Poco más ó menos, fueron las palabras del padre. El mozo, que tiene también fibra, contestó: “Lo hecho, hecho está, y bien hecho está, ante mi conciencia. Por lo demás renuncio á todo rango, á toda púrpura, á Berlín, á Alemania, al Imperio, como nuestro pariente Juan Orth.” Desolación de las desolaciones en la familia. Un enviado fué inmediatamente á Londres á reclamar á la bella Gladys el anillo.

“¡No lo doy!”, contestó la yanqui. “¡No lo des!”, le aconsejó Consuelo Vanderbilt, en cuya casa nació la pasión y comenzó la novela. Ella creerá que una norteamericana puede ser emperatriz de Alemania, desde que hay una duquesa de Marlborough norteamericana.

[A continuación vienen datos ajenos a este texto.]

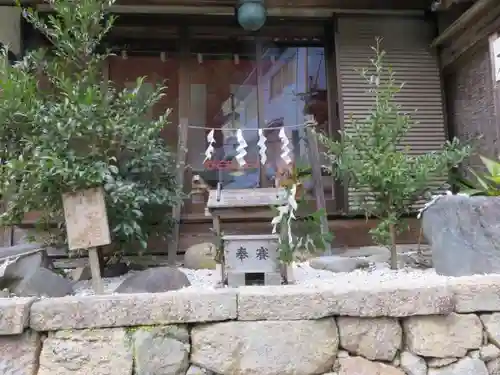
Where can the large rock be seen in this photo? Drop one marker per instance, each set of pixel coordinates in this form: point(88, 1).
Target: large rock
point(465, 366)
point(97, 352)
point(301, 347)
point(25, 272)
point(493, 367)
point(200, 256)
point(19, 354)
point(14, 315)
point(464, 234)
point(413, 364)
point(351, 259)
point(491, 324)
point(375, 339)
point(362, 366)
point(443, 336)
point(161, 350)
point(154, 280)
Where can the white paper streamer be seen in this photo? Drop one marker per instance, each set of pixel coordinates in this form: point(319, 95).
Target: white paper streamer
point(210, 149)
point(262, 147)
point(285, 151)
point(242, 145)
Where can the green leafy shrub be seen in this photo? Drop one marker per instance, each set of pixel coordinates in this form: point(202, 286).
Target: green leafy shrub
point(298, 233)
point(368, 158)
point(77, 132)
point(486, 184)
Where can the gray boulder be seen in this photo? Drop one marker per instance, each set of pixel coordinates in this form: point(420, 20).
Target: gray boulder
point(154, 280)
point(42, 282)
point(464, 235)
point(25, 271)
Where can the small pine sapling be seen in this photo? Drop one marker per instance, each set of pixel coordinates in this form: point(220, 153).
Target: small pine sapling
point(369, 158)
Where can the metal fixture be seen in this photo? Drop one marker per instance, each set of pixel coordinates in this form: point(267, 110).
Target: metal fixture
point(251, 14)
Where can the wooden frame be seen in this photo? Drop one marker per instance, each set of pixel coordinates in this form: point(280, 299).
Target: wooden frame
point(184, 99)
point(494, 47)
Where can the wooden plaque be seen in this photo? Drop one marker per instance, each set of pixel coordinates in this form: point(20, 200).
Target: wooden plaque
point(239, 198)
point(86, 219)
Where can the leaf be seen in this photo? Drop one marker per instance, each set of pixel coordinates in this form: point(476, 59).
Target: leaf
point(492, 166)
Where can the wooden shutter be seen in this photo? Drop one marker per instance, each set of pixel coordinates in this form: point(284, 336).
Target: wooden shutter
point(406, 41)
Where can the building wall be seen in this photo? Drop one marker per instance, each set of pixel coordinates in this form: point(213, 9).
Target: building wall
point(471, 103)
point(10, 28)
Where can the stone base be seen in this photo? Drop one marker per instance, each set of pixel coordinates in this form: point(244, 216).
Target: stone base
point(236, 279)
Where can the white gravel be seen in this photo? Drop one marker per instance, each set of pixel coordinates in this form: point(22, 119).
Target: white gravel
point(305, 276)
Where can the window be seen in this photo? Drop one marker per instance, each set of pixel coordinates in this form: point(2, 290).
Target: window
point(283, 77)
point(495, 56)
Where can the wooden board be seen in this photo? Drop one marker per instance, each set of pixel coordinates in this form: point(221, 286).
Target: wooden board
point(239, 198)
point(86, 219)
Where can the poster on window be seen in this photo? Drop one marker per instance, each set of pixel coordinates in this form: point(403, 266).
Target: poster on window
point(496, 61)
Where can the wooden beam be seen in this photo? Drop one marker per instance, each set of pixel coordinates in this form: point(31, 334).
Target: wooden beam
point(480, 31)
point(493, 41)
point(333, 104)
point(182, 135)
point(468, 17)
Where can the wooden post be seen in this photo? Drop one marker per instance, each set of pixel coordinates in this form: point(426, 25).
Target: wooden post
point(494, 43)
point(87, 227)
point(95, 271)
point(315, 161)
point(182, 140)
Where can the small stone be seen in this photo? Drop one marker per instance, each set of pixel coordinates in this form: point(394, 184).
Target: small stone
point(195, 370)
point(489, 352)
point(19, 354)
point(14, 315)
point(157, 353)
point(396, 362)
point(154, 280)
point(362, 366)
point(200, 256)
point(343, 354)
point(441, 336)
point(465, 366)
point(412, 364)
point(491, 324)
point(473, 354)
point(81, 274)
point(100, 351)
point(441, 362)
point(42, 283)
point(374, 339)
point(493, 367)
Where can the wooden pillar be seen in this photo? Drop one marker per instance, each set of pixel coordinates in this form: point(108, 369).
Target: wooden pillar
point(10, 37)
point(183, 122)
point(494, 44)
point(334, 121)
point(10, 28)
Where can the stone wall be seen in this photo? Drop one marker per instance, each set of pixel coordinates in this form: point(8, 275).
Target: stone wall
point(450, 328)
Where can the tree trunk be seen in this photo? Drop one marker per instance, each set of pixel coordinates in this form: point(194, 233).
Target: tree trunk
point(394, 251)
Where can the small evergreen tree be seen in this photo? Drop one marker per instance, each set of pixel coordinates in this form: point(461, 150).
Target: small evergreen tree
point(76, 132)
point(368, 158)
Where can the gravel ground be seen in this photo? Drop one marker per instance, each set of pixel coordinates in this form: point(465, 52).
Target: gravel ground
point(306, 276)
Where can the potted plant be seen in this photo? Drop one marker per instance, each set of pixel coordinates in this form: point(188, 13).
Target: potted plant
point(80, 132)
point(368, 158)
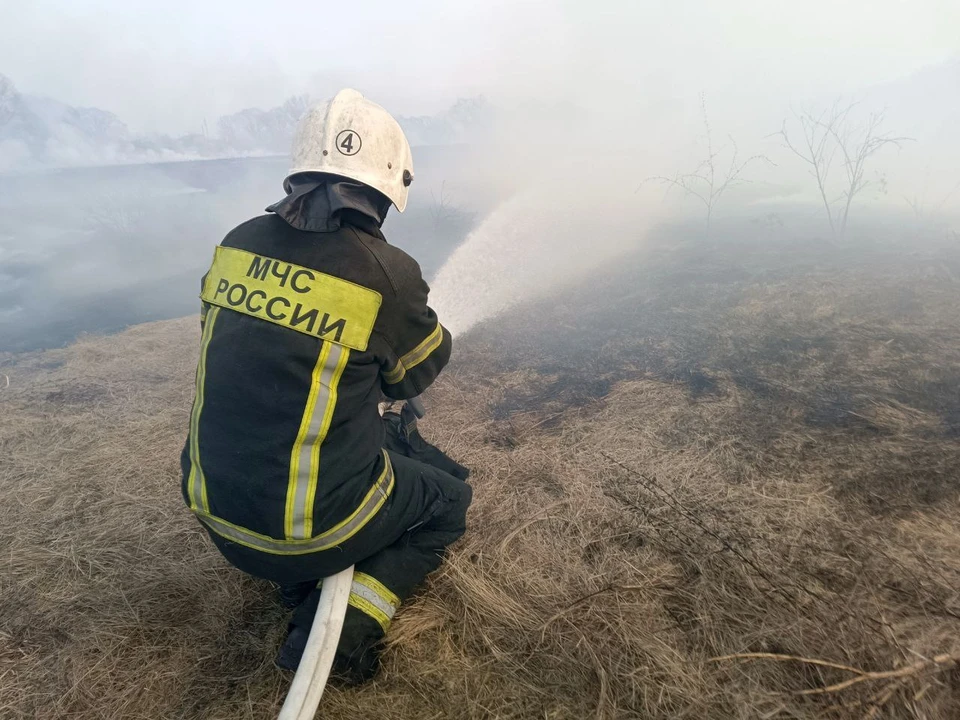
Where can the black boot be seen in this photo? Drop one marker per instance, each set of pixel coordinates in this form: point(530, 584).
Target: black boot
point(358, 652)
point(293, 595)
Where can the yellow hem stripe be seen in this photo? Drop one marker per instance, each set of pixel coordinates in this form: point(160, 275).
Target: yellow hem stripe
point(370, 609)
point(376, 586)
point(336, 535)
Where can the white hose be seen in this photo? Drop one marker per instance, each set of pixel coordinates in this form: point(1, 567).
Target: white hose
point(305, 692)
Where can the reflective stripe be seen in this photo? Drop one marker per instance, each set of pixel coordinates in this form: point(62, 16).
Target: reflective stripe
point(336, 535)
point(368, 608)
point(305, 456)
point(415, 356)
point(375, 599)
point(196, 483)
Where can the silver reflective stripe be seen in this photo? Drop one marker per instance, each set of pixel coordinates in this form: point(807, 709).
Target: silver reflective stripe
point(196, 480)
point(331, 538)
point(306, 473)
point(387, 608)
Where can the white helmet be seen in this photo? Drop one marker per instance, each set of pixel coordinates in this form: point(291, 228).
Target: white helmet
point(357, 139)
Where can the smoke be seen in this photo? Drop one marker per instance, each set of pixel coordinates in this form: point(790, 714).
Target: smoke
point(591, 107)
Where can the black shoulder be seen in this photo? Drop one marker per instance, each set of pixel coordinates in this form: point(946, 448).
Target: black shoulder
point(399, 269)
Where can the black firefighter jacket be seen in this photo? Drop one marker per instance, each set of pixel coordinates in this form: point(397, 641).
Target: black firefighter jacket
point(302, 331)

Y Gladys no suelta el anillo.

Es de creerse que vencerán las razones de Estado y los discursos paternales. Aunque si el príncipe renunciase, en efecto, á su corona y cetro, todo quedaría arreglado, habiendo como hay tantos hermanos suyos que no tendrán más tarde inconvenientes de amor para sentarse en el trono.

El príncipe imperial de Francia, el hijo de Napoleón III, pudo ver realizados sus sueños amorosos; bien es cierto que no tenía ya trono, ni corona, ni cetro, cuando amó á la inglesa miss Mary Watkins, con quien tuvo un hijo, que vive, y á quien se ha visto en París, en compañía de la emperatriz Eugenia. La novela fué más bonita, porque la joven no sabía qué clase de persona era su amante, hasta una vez que le sorprendió conversando con lord Beaconsfield, á la entrada del oratorio de Brompton, en el matrimonio de los duques de Norfolk.

Los amores luctuosos del príncipe heredero de Austria han tocado quizás, singularmente, la imaginación de Federico Guillermo, y ojalá no vaya á entrarle el demonio de la desesperación y del ensueño trágico; preferible es que tome por modelo á su deudo Juan Orth, el desaparecido misterioso, que unos creen muerto en el Océano y otros vivo en un rincón australiano, y padre de numerosa familia.

El príncipe, como sabéis, se casó con una princesa.